On Nov. 9, Philadelphia-based Canon Hospitality Management (CHM) acquired it for $5 million, or about 6% more than the opening bid in a 2022 auction that did not yield a sale, according to county land records.
Firm President and CEO Canon Patel said the decision to acquire the hotel – and re-enter the downtown Wilmington market after five years out of it – was simply a “business decision.”
“The seller wanted to get out and we thought we could do better at the property,” he told Delaware Business Times on Friday. “I see the market growing substantially with business travel coming back and a new sector of leisure travel in youth sports and weddings growing in Wilmington.”
CHM knows the Wilmington market, having redeveloped, owned and managed the Residence Inn Wilmington Downton off North Market Street from 2015 to 2018. It sold the 96-suite hotel less than a year after opening to Virginia-based private equity firm Excel Group for about $8.1 million, according to county land records.
The Residence Inn was a
major redevelopment of the former Beneficial Building at 1300 N. Market St., and its extended-stay approach targeted the city’s strong legal, consulting and health care sectors. Its success has helped to spur additional redevelopment of the North Market Street corridor, including The Chancery Market food hall and a new Staybridge Suites hotel.
New Castle County’s hotel occupancy still has not rebounded to pre-pandemic levels, with a year-to-date average of 60.2% as of August falling below 2019’s 65.2% for the same period, according to
Delaware Hotel & Lodging Association data. That’s due in part to reduced corporate business travel as videoconferencing has become more common after the pandemic.

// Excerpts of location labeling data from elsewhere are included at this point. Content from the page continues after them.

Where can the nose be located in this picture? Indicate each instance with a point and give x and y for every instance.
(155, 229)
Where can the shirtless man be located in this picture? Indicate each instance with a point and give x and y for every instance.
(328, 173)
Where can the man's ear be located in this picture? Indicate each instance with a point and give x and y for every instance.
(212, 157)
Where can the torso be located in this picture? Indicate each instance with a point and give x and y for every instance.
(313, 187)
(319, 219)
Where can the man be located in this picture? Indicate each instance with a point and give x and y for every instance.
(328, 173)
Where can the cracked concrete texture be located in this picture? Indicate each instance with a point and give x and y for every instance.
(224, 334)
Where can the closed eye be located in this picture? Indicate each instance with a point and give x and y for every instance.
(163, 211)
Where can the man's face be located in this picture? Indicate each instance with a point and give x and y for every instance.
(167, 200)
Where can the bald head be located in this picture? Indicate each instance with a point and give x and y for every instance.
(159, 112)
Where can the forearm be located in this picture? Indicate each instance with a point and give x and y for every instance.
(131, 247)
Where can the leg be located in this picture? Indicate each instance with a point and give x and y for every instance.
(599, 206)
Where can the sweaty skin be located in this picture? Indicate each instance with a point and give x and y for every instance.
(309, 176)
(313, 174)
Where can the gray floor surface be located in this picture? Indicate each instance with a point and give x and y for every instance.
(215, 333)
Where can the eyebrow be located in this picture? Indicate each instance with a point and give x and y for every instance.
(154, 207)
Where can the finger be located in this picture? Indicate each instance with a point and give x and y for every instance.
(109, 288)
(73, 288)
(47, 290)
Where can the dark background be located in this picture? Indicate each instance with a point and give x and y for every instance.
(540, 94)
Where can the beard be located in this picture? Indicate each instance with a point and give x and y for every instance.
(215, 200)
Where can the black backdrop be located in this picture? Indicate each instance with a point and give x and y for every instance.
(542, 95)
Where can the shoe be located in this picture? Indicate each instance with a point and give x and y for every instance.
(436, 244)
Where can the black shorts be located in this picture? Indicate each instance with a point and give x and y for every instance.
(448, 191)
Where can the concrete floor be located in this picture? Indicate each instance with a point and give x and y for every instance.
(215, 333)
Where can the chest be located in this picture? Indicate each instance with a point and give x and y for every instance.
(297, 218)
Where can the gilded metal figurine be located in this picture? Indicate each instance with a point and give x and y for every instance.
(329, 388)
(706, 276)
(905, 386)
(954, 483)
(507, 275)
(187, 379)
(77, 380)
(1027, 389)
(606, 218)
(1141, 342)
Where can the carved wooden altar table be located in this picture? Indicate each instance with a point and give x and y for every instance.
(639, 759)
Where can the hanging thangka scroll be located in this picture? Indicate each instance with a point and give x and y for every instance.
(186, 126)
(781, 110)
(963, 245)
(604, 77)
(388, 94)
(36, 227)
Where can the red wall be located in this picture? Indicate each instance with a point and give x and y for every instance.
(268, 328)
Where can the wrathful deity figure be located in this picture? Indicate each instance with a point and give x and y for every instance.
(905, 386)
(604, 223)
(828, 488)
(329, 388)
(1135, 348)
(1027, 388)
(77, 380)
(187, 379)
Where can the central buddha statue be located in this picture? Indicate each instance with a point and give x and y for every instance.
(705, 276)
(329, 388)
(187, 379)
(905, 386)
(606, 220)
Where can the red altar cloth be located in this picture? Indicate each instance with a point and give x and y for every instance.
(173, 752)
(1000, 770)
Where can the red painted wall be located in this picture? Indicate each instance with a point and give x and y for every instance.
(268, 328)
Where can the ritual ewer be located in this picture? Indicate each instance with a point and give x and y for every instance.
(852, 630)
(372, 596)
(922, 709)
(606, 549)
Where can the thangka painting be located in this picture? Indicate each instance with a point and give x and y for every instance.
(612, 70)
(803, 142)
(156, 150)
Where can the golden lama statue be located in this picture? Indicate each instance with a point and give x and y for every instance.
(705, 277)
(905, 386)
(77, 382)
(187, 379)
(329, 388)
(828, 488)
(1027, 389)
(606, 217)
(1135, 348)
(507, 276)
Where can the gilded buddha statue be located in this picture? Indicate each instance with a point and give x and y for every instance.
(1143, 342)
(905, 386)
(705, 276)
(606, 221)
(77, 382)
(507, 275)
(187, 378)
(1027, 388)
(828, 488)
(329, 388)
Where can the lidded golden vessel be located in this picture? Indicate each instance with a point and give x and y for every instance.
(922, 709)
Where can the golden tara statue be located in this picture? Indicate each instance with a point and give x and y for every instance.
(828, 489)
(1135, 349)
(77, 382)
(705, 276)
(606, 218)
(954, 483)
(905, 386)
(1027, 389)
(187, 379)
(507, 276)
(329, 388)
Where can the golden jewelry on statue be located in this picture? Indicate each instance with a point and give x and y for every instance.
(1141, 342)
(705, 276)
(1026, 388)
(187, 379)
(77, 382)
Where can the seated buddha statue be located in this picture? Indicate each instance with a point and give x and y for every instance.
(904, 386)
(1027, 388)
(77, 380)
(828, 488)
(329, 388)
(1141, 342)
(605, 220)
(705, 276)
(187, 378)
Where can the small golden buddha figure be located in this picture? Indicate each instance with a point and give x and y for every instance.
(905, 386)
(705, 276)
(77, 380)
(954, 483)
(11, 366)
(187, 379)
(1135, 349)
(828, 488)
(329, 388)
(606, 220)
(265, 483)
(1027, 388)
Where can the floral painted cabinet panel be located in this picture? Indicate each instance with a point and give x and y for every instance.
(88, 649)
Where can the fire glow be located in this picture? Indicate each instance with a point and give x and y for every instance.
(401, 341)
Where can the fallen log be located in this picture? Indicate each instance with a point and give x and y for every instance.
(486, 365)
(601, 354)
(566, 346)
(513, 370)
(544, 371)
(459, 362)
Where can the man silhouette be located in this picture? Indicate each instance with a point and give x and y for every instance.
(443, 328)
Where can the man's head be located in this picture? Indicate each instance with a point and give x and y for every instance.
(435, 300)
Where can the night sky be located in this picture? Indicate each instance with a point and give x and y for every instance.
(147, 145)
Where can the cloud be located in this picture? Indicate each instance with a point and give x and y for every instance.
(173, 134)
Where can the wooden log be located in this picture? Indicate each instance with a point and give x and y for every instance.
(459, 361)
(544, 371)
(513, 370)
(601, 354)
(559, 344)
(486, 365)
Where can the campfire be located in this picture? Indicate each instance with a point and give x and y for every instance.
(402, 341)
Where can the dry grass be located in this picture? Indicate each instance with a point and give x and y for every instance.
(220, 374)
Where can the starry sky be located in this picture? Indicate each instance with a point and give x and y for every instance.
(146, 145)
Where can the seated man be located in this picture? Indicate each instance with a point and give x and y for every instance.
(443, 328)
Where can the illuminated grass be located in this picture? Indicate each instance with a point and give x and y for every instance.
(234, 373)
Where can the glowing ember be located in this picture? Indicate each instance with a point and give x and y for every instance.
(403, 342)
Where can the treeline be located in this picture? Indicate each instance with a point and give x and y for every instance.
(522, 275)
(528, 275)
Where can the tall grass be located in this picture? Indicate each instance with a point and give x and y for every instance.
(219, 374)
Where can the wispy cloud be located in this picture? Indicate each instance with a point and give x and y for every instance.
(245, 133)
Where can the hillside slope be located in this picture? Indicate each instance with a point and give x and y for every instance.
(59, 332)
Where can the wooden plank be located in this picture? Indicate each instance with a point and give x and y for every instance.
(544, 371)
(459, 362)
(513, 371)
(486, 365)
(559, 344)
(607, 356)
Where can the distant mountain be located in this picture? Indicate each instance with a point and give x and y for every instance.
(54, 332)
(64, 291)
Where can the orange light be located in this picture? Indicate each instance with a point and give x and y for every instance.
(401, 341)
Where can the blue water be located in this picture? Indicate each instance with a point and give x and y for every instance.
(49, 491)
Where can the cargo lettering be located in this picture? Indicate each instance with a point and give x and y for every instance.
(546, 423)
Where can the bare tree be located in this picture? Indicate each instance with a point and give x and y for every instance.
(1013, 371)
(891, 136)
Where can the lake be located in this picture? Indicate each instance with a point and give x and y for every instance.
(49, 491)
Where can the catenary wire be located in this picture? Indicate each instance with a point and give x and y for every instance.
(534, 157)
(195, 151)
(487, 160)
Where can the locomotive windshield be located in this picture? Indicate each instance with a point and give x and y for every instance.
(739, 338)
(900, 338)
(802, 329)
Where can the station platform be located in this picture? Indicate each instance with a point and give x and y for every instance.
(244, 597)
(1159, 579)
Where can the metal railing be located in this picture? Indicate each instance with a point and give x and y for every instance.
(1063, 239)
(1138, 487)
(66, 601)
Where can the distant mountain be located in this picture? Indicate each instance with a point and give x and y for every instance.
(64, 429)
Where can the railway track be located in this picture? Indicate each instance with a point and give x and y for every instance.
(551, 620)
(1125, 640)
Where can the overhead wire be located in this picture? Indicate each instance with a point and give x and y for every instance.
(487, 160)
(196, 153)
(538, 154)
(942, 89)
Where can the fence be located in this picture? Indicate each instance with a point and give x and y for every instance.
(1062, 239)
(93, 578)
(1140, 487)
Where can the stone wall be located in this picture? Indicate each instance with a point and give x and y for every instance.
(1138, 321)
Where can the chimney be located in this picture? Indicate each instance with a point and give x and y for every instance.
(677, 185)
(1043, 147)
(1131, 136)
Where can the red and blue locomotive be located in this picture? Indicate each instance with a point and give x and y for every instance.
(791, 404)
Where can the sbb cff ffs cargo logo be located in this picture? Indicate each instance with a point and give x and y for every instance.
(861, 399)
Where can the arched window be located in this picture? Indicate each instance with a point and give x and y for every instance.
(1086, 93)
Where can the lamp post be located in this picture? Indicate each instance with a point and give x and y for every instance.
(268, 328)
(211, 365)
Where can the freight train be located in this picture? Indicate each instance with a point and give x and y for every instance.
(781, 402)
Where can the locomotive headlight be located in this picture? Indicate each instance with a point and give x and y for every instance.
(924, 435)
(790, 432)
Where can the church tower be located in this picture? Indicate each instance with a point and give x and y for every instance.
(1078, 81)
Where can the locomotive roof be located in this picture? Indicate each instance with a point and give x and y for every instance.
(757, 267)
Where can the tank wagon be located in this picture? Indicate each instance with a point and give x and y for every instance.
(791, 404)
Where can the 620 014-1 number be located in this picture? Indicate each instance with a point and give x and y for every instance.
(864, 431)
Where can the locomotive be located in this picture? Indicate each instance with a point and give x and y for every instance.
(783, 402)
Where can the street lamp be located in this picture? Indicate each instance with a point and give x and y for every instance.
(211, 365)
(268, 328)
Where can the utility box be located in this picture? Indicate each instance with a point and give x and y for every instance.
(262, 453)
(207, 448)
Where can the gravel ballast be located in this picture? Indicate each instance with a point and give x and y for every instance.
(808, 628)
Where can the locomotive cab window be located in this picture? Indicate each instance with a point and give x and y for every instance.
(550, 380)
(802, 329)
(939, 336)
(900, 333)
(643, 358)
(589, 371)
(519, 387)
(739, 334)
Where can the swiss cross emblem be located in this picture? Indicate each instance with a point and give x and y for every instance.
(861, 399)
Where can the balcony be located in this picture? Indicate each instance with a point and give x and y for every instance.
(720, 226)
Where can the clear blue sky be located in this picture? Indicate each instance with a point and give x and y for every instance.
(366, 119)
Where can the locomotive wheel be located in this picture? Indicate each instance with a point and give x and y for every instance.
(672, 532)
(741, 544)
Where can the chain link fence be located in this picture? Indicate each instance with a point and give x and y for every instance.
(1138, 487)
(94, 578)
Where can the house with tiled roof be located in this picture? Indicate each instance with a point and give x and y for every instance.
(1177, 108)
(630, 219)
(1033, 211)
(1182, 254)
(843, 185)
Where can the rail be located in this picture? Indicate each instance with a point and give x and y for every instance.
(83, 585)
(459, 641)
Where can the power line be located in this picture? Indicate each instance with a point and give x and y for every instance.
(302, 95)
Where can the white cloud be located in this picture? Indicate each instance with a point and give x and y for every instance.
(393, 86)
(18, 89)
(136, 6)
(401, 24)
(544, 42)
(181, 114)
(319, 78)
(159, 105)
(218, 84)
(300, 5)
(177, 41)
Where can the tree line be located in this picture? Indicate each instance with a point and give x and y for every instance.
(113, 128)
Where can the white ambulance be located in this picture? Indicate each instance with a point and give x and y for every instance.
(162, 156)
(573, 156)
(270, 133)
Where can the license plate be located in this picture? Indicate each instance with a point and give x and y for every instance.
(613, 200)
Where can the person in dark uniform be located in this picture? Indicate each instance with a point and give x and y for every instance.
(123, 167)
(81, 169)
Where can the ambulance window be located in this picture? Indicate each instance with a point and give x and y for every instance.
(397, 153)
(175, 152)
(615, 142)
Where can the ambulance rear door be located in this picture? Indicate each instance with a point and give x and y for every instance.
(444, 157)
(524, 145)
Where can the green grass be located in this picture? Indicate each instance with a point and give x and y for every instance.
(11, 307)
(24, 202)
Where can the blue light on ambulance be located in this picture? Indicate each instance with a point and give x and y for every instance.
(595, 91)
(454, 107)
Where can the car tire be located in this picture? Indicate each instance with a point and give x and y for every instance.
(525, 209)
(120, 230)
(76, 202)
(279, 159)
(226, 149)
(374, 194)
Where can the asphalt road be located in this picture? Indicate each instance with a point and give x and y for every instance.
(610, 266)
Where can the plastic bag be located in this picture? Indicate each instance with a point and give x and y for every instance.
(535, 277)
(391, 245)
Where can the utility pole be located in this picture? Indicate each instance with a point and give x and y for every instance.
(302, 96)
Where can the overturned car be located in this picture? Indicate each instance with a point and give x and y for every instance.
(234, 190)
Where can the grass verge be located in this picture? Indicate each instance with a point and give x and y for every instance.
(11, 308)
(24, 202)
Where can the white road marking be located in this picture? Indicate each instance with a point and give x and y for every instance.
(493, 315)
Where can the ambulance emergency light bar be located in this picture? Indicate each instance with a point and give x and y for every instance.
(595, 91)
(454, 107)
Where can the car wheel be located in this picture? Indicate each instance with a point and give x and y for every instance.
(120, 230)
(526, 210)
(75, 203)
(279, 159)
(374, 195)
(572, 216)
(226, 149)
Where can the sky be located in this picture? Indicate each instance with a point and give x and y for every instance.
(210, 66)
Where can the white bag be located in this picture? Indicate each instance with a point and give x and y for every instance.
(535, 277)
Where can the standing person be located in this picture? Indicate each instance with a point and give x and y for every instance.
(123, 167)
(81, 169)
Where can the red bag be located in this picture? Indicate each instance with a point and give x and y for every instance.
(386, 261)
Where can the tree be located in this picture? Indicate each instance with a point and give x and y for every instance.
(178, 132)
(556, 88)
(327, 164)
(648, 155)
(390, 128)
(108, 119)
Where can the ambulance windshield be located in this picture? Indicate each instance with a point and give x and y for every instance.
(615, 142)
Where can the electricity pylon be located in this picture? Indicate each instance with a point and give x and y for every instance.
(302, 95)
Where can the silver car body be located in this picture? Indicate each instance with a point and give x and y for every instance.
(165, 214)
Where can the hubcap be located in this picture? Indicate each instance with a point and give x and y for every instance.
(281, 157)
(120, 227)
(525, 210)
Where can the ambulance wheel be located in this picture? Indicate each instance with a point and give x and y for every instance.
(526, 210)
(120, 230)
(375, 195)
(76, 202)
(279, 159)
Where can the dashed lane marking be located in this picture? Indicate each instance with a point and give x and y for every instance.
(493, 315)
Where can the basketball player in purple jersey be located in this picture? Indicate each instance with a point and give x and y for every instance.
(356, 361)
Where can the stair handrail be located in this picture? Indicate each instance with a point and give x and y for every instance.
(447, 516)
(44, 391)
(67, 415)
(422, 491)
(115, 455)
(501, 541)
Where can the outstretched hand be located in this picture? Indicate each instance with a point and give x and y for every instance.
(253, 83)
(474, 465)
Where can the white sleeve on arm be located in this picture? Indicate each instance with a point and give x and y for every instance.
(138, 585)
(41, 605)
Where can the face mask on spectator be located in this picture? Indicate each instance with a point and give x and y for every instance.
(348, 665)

But one of the industry’s most important metrics, revenue per available room (RevPAR), has nearly rebounded to 2019 levels, with New Castle County’s year-to-date RevPAR through August falling less than 50 cents off 2019. That essentially means that higher room rates and longer stays have allowed operators to make up for fewer rooms being booked.
The growth of youth sports at the Chase Fieldhouse, a return of court cases to downtown courthouses, the
multi-million-dollar office renovation project by Buccini/Pollin Group in neighboring buildings, and the presence of
President Joe Biden’s presidential campaign headquarters in the city could also buoy the Courtyard hotel’s prospects.